イギリスでも《魔的》の人気は高まりつつあるが、《フィガロ》にはまだ及ばない。・・・』
著者は1913年に《魔的》の英語上演に際して、その翻訳を手がけたデントという人である。モーツァルト研究家として著名な石井宏さんが、この本を訳されているが、
『本書の最も大きな特徴は、19世紀の間に発達し、今もわれわれを拘束している、ドイツ的、弁証法的音楽美術ないし音楽史観を離れて、直に18世紀のモーツァルトに迫ろうというところにある』との事。
いささか仰々しい話であるが、極東の「にわか雨」ほどのオペラファンにとっては、『えっ!?モーツァルトのオペラって、50年前には”博物館行き”になるって思われていたの。』である(_↑_)。
それはともかく、モーツァルト自身の最愛のオペラは《イドメネオ》らしいのだか、この著書を読んでもその理由は「定かならず。ウーン!まだ納得できないなー」と思う。

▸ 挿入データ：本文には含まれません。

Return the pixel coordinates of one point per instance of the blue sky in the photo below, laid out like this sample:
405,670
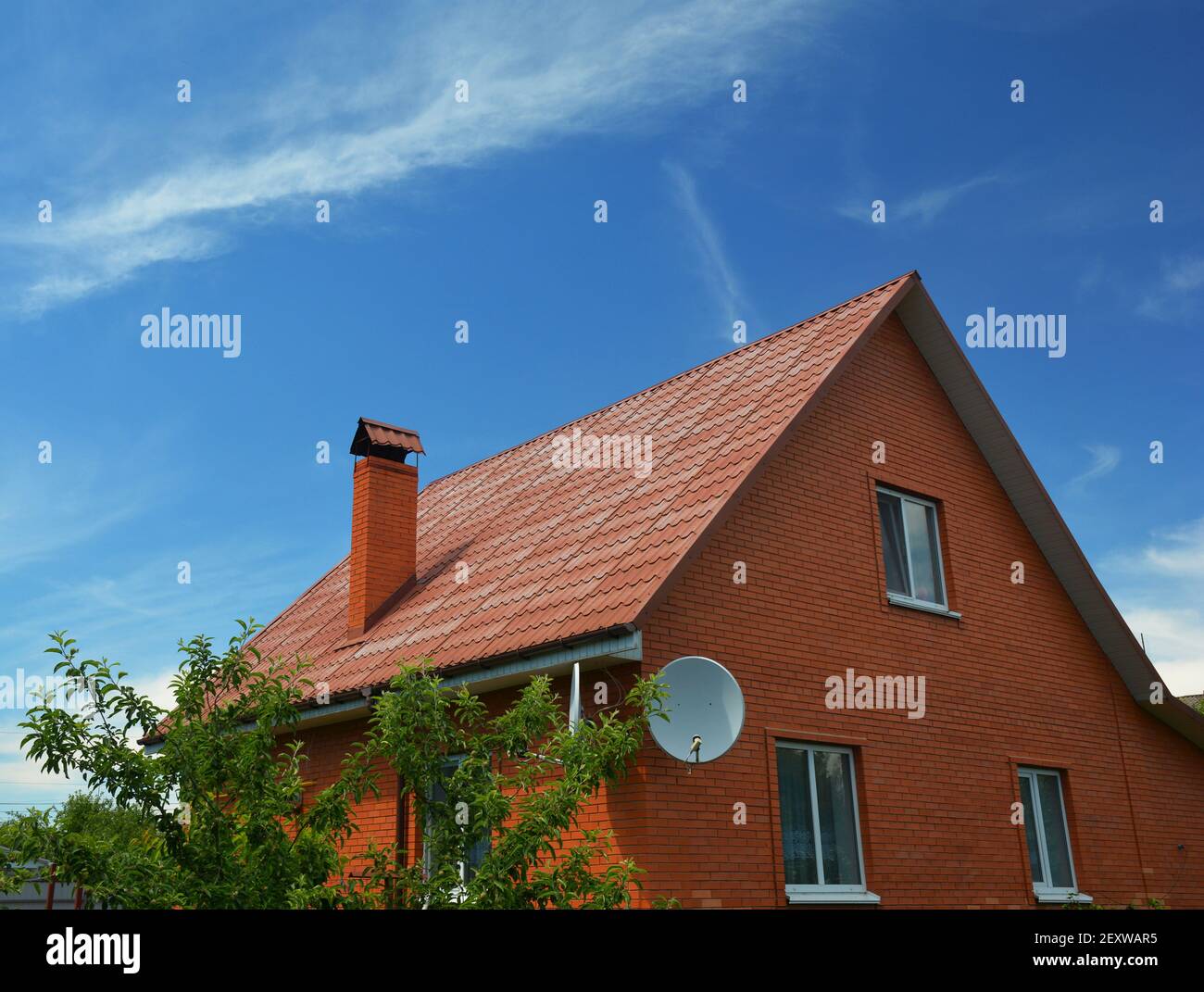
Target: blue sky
718,211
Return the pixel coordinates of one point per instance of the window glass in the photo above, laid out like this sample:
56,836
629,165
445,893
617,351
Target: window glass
1058,850
838,824
894,546
797,823
1035,851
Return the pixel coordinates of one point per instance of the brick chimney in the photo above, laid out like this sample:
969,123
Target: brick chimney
384,521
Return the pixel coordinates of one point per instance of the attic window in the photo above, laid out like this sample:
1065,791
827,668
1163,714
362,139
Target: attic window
911,550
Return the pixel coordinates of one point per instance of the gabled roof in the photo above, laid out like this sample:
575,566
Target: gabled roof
557,554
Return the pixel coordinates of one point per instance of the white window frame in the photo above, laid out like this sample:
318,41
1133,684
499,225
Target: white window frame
898,598
1044,891
821,892
428,863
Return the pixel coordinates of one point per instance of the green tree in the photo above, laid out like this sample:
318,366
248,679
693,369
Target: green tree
219,799
88,839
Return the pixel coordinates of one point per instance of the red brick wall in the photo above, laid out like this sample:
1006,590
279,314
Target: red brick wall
325,747
1019,679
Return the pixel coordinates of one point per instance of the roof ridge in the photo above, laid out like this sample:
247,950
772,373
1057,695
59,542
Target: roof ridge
673,378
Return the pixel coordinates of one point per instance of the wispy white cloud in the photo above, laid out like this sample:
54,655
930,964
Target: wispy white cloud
719,272
1104,458
925,206
534,73
1160,587
1174,295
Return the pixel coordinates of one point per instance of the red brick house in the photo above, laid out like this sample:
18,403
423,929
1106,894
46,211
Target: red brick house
841,495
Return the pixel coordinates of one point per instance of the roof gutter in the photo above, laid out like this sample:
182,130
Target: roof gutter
621,643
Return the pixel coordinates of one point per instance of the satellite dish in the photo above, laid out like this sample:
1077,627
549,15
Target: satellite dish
706,710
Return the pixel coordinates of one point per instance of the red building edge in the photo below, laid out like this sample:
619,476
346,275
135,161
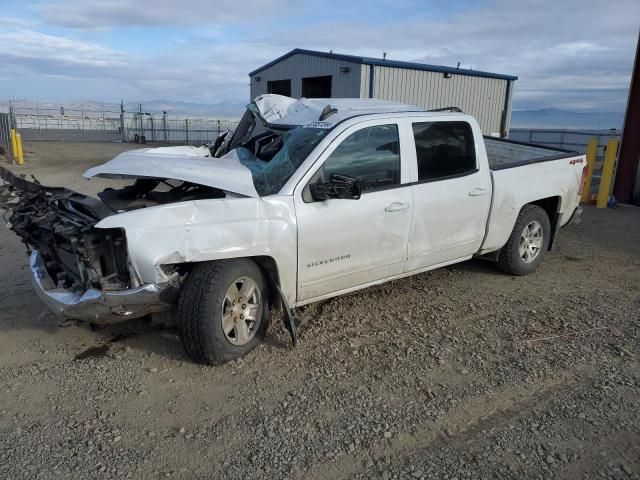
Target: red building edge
627,179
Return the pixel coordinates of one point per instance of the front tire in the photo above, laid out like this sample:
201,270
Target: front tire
528,242
223,310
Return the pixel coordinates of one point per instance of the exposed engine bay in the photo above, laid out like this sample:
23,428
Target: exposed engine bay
59,223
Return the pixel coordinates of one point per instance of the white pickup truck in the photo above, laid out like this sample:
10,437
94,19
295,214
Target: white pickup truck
308,199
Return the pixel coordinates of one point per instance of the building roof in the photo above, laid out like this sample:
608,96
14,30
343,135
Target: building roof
385,63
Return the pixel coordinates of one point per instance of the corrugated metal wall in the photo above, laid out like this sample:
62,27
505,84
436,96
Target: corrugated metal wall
343,85
481,97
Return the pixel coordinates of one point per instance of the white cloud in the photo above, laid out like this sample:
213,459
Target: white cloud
571,54
96,14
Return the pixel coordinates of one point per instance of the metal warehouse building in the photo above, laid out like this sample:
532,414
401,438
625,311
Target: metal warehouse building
311,74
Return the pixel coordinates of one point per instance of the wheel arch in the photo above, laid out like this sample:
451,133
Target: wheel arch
552,206
268,266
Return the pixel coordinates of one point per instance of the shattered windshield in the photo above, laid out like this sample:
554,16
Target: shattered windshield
279,156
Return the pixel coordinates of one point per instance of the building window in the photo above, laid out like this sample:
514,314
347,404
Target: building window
279,87
316,87
444,149
372,155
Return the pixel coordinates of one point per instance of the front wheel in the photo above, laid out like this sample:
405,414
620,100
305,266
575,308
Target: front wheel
223,310
529,239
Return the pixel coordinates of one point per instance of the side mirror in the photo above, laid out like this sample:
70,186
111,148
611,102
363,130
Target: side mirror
219,142
338,186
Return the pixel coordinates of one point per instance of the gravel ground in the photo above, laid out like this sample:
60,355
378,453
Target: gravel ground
463,372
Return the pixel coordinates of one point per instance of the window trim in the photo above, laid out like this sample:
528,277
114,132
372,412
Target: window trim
447,177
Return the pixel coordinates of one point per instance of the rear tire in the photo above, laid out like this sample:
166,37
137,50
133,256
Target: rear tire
223,310
528,242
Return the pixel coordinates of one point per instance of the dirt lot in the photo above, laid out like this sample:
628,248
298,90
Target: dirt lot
463,372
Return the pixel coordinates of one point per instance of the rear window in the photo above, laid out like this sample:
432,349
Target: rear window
444,149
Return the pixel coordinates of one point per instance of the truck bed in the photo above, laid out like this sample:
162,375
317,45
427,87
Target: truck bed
542,173
508,154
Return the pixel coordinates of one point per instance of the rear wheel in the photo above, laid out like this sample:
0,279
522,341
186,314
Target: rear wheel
223,310
529,239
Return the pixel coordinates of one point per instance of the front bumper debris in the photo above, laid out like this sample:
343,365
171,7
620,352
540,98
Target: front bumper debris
100,306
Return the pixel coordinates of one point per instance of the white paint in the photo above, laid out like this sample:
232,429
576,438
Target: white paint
326,248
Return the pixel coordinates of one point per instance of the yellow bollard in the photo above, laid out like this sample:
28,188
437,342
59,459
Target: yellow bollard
14,144
606,178
592,150
20,157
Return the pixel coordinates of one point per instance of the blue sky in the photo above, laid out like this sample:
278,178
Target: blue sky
569,54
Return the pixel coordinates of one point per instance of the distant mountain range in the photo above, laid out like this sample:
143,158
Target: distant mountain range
554,118
546,118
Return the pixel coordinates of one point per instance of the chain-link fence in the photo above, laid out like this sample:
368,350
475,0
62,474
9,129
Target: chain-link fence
6,147
111,122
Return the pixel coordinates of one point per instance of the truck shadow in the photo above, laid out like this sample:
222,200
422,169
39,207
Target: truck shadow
477,265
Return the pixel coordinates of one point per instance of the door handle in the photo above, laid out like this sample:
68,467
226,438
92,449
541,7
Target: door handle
478,191
396,207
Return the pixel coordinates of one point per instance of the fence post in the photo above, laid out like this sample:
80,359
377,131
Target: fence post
607,173
14,143
20,156
164,125
592,150
122,132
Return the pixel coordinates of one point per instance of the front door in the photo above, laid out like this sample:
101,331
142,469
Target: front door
346,243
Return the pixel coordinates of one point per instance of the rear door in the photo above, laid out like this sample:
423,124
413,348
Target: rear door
344,243
452,195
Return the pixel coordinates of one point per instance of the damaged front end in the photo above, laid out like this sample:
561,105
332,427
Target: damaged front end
79,271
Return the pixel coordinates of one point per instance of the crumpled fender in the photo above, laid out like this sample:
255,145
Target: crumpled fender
214,229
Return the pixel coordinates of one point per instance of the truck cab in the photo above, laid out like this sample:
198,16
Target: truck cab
308,199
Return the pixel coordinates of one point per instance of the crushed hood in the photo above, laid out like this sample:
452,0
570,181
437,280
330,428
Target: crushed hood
188,164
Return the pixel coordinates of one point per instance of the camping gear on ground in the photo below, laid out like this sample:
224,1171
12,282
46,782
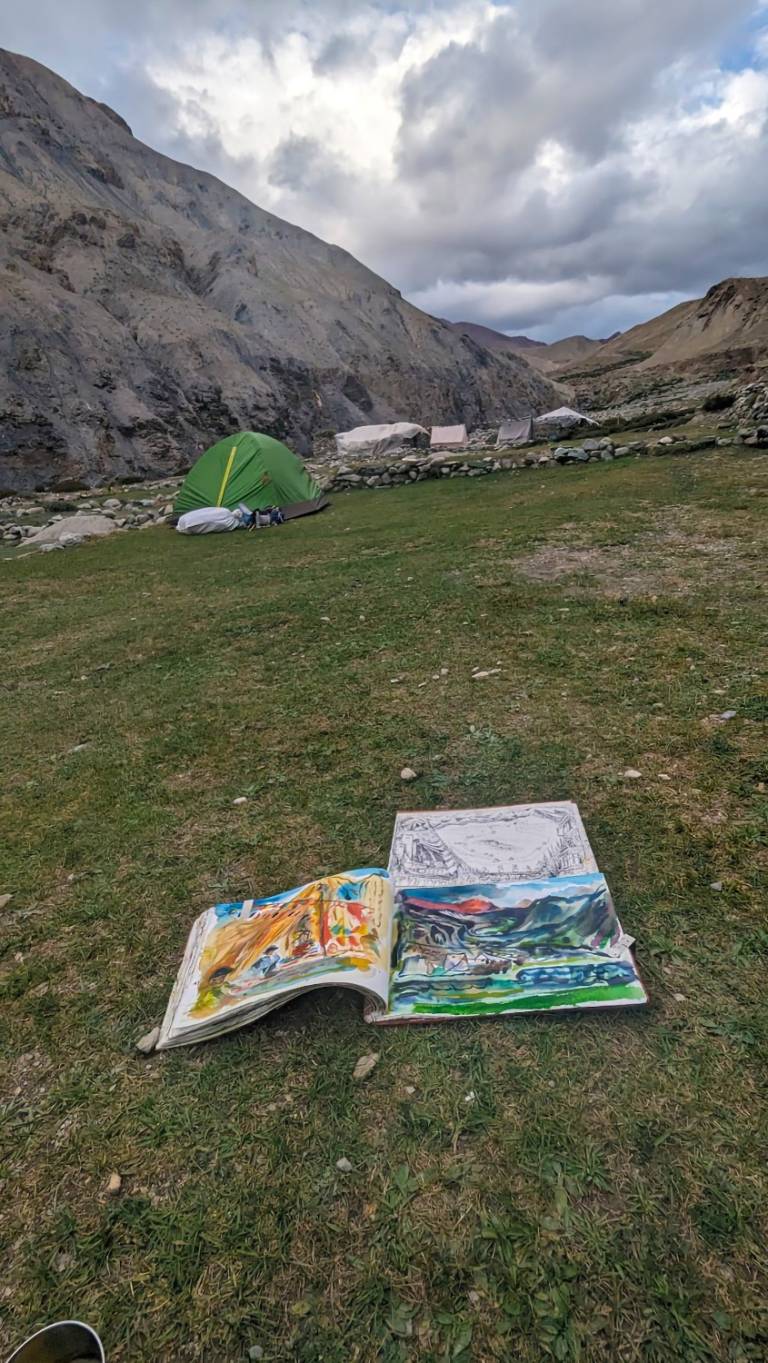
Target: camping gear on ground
370,442
514,432
480,912
212,521
251,469
270,515
448,435
66,1341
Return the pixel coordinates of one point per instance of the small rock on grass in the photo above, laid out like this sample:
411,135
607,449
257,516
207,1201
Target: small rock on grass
148,1042
364,1065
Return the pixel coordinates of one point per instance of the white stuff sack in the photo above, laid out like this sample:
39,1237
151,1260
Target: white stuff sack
209,521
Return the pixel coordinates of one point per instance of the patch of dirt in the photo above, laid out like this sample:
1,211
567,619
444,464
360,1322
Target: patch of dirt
673,560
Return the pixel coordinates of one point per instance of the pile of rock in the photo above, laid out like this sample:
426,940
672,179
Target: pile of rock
750,410
48,521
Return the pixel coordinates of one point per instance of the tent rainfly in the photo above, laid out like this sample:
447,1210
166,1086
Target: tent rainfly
448,435
253,470
514,432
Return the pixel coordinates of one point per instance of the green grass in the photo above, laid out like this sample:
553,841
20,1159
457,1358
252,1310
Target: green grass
574,1187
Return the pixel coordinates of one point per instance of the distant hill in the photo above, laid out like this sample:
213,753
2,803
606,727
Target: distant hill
149,310
549,357
730,318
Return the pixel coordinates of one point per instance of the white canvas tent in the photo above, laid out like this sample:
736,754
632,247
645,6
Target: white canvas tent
514,432
448,435
368,442
564,416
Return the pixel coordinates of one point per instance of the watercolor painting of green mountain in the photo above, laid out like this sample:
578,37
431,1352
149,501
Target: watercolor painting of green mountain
519,947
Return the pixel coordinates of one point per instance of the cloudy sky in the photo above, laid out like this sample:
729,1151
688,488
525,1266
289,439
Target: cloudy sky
539,165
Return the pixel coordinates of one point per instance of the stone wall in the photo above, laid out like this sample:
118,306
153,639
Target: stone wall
418,466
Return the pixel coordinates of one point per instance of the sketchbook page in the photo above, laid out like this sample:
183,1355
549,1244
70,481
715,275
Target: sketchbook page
242,958
471,847
486,949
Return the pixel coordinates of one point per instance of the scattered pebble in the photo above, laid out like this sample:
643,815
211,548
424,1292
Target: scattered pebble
148,1042
364,1065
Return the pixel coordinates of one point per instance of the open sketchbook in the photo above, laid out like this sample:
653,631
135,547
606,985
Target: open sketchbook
480,912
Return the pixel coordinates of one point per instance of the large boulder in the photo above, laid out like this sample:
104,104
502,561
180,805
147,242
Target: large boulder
82,526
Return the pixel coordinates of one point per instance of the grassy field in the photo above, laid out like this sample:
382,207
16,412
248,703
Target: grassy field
587,1187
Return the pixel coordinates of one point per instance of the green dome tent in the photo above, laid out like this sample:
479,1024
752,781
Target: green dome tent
253,469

私はDVDでしかこの作品を観ていないのだけど、オペラセリアで、若い王子が、父が神とはたした約束だからというので「進んで犠牲になりましょう」というストーリーの何処が「モーツァルトらしい」のだろう?音楽も硬質?
他でもない、「モーツァルトらしい音楽」は聞き出すと色々ある。でも、「モーツァルト自身が愛したというか、これは胸を張って自慢できる」という作品を開陳した演奏会だのレコードだのはあまり聞いたことがない・・・?